Chairman’s View: Bike New Canaan
BY NEW CANAAN TOWN COUNCIL CHAIRMAN JOHN ENGEL
It’s Earth Day. I am reminded we really need bike lanes in New Canaan.
We need to begin with a bike lane down South Avenue that connects Waveny Park, the YMCA, our schools and the New Canaan Village.
I wrote about adding bike lanes in my New Year’s resolutions in December when I wrote about eliminating plastic bags. We banned the bags. Now that it’s warm out, thoughts turn to bicycles and beaches.
Yes, beaches. Darien First Selectman Jayme Stevenson suggested that bike lanes could connect Darien beaches to New Canaan’s parks. While non-residents pay $45 to park a car at the beach, our residents can ride bicycles to Weed Beach and Pear Tree Point for free. Think about it, free beach access.
Former Advertiser Editor Greg Reilly reported last June that the route from New Canaan to the beach is 7.7 miles. Going to the beach from New Canaan is slightly downhill, 30 minutes. The return trip takes 43 minutes.
South Avenue will soon be repaved and restriped. Are we waiting for repaving? Why wait? We should stripe a temporary path now and begin to train drivers and bikers how to share the road.
There are two types of bike lanes. Sharrows are symbols painted in the road indicating that drivers and bicyclists share the travel lane. Existing law already allows for shared use. Sharrows simply reinforce that reality. A 2016 Chicago study concluded Sharrows don’t encourage biking, nor do they improve safety. In contrast, bike lanes are typically four-foot-wide lanes specifically dedicated to cyclists. They exist on busier streets and demarcate bicycle space from motorized vehicle space with a line of white paint. This is what we need on our widest, busiest roads including South Avenue.

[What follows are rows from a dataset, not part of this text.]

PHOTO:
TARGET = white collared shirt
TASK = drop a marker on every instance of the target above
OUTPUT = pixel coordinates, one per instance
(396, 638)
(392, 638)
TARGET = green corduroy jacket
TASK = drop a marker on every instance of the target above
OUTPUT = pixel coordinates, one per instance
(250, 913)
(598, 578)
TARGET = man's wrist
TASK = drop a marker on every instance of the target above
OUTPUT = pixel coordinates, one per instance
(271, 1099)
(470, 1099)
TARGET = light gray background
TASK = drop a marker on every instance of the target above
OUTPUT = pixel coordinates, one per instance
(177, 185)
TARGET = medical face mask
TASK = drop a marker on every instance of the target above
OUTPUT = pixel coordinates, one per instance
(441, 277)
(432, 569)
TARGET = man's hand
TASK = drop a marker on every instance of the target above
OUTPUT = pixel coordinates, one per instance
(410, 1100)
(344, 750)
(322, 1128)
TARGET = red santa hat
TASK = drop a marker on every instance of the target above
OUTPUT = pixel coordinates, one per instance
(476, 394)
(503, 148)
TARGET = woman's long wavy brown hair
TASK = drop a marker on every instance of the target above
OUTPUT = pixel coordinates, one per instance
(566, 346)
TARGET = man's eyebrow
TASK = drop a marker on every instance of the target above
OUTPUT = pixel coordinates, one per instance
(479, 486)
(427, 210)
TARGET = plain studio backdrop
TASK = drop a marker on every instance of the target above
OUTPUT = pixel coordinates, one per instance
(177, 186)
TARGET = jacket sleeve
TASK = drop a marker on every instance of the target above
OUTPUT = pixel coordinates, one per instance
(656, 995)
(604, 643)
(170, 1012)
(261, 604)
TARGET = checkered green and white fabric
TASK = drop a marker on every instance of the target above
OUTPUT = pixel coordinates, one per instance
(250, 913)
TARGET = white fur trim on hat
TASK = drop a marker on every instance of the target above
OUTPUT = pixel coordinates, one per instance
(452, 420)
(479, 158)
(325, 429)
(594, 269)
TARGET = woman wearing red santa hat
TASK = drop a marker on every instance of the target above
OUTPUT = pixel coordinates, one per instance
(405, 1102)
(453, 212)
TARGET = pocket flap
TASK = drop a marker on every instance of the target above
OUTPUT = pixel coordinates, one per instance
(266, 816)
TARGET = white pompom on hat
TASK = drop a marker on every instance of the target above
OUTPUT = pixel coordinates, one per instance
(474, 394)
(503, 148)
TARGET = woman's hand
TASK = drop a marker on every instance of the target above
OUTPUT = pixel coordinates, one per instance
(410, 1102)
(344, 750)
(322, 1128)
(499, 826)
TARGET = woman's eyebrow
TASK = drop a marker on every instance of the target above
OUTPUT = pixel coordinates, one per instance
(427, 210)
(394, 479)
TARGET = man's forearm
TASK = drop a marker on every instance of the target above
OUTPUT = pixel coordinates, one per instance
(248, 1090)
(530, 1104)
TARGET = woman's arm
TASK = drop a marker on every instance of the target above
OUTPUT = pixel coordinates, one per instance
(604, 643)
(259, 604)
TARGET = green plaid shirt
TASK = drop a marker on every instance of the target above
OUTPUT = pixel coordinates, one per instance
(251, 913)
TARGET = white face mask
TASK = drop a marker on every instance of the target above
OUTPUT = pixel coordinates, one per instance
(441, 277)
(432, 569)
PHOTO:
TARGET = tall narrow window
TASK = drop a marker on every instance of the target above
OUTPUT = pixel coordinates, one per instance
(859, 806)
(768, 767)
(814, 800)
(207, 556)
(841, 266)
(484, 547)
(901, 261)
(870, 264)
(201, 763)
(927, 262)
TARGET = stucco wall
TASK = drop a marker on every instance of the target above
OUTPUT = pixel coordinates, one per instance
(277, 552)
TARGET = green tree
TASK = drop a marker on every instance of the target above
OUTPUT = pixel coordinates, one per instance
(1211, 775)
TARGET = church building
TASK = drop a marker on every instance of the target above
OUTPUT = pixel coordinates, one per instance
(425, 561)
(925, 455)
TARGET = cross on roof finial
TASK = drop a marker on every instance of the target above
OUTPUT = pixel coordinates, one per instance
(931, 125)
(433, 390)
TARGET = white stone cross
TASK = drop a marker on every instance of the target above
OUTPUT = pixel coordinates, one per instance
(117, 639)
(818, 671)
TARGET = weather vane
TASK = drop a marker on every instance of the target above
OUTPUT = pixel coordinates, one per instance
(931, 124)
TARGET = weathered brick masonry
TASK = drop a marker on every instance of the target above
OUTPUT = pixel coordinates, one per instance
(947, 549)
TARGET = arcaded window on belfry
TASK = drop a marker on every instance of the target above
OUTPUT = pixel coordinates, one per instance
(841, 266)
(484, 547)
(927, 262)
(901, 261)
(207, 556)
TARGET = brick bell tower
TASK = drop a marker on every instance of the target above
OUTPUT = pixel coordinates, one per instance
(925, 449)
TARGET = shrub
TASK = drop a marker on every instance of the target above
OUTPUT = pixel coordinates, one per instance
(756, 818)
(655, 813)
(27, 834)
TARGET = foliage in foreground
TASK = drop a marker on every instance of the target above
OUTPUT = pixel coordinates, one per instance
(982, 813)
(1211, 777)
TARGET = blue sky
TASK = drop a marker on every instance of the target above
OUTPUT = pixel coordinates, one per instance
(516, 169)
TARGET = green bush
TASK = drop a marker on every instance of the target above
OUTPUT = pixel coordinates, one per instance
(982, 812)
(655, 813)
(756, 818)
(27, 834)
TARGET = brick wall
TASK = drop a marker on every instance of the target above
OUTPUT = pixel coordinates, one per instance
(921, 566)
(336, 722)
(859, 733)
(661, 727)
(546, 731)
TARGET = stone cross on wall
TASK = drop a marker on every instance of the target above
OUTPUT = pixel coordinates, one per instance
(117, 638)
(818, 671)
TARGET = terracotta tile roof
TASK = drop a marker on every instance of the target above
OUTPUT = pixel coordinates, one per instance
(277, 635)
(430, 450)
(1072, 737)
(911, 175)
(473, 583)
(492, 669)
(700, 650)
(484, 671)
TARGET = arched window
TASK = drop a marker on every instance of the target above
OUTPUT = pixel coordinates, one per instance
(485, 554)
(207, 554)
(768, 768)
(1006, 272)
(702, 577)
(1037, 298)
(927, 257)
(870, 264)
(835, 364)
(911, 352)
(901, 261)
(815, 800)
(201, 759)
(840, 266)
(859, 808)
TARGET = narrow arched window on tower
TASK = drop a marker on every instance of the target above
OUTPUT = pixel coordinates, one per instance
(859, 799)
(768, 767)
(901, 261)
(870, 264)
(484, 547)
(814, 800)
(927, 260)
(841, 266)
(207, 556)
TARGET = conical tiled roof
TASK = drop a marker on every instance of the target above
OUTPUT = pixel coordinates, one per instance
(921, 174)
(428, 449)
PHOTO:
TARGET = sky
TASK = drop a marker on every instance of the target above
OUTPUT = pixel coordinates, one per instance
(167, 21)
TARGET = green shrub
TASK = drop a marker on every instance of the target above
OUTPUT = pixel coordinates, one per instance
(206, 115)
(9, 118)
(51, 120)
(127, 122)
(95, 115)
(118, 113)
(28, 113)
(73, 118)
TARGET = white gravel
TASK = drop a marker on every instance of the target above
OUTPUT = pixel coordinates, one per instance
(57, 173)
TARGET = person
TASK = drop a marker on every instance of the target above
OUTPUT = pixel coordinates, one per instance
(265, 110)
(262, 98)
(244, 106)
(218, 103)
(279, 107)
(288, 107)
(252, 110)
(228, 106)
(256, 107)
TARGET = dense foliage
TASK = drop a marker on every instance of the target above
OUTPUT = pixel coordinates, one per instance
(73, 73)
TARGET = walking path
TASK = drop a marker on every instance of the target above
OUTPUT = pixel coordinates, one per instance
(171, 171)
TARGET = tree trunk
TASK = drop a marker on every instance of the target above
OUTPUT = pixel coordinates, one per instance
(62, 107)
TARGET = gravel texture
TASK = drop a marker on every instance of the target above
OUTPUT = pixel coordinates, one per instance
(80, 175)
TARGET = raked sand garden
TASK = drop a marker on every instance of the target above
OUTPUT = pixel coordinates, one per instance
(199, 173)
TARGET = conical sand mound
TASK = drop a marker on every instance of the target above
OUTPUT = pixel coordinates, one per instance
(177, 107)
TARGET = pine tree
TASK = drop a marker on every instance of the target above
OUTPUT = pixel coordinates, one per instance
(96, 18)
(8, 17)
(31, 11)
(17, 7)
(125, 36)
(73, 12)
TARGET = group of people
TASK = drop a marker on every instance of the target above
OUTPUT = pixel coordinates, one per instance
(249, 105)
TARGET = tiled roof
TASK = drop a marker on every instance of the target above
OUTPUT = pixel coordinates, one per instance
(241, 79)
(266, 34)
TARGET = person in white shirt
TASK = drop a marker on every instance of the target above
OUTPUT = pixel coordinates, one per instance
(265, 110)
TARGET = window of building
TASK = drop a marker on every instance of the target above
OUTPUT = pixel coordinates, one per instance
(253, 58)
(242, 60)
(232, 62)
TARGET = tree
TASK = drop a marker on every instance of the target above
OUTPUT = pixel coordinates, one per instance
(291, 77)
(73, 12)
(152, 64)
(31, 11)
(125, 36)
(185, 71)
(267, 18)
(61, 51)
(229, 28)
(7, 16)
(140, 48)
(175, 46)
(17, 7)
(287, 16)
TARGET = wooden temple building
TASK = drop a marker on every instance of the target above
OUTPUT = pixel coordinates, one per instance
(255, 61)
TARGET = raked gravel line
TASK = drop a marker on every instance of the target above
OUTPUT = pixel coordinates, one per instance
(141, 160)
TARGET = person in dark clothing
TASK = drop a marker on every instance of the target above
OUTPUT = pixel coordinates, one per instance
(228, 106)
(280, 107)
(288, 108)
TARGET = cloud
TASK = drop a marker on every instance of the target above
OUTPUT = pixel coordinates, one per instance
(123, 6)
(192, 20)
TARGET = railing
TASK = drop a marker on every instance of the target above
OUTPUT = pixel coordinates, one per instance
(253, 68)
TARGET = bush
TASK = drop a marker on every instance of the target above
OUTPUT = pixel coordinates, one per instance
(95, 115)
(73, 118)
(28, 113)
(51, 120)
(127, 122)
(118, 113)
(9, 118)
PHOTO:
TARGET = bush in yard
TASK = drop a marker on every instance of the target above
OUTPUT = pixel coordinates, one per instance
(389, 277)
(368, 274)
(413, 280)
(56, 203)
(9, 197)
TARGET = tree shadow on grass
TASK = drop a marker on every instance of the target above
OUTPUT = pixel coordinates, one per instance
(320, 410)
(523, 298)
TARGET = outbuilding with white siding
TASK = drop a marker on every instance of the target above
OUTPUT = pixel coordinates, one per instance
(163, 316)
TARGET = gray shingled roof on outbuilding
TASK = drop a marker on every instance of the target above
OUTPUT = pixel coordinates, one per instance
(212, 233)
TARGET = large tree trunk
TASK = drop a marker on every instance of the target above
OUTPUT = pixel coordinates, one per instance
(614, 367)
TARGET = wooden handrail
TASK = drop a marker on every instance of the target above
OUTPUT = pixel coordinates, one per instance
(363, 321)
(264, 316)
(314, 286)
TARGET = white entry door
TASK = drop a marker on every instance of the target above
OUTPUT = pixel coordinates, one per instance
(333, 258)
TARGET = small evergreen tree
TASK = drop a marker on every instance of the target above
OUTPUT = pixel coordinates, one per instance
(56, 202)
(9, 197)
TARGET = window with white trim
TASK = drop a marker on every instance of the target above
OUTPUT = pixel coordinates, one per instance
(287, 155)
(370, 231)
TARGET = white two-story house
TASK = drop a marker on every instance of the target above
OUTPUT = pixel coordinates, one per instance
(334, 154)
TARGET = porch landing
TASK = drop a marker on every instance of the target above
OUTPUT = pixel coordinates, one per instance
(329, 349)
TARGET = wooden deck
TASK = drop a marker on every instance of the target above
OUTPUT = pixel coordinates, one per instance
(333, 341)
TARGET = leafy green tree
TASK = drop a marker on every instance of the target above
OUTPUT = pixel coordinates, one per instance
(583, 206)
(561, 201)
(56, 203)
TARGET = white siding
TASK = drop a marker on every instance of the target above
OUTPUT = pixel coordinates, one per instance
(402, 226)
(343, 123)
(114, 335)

My family rented Citibikes in New York City on the first warm day of spring. (The lanes were clearly marked in green paint.) It was the most efficient (fastest and cheapest) way to get around New York City in nice weather. New Canaan should contract with a bike share service, like Citibike in New York and Hubway in Boston. New Rochelle began a bike share program last year with 11 stations. After six months they had 1,400 registered users, had sold 36 annual passes and 67 weekly passes and had logged 5,200 trips over 2,800 rental sessions. Norwalk’s Bike/Walk Commission has selected the same firm, P3GM, to roll out its bike-share program in 2019. Fairfield and Bridgeport may be next. The bike-share vendor hires a local bike shop to maintain the bikes and docking stations. Here, it’s Lou Kozar and New Canaan Bicycle.
Bike lanes. Bike sharing. After we connect Waveny and the train station to Darien’s beaches, we should add bike rental racks at Irwin Park, Kiwanis Park, the Glass House, Grace Farms, the historical society and the library. We must take the first steps to becoming a bike friendly town. This is an inexpensive initiative. It benefits our residents. It’s healthy for the planet and it’s the right thing to do. I’ll be adding this to our Town Council agenda.
John Engel is chairman of the Town Council. Chairman’s View represents the views of the chairman and not necessarily the views of other council members.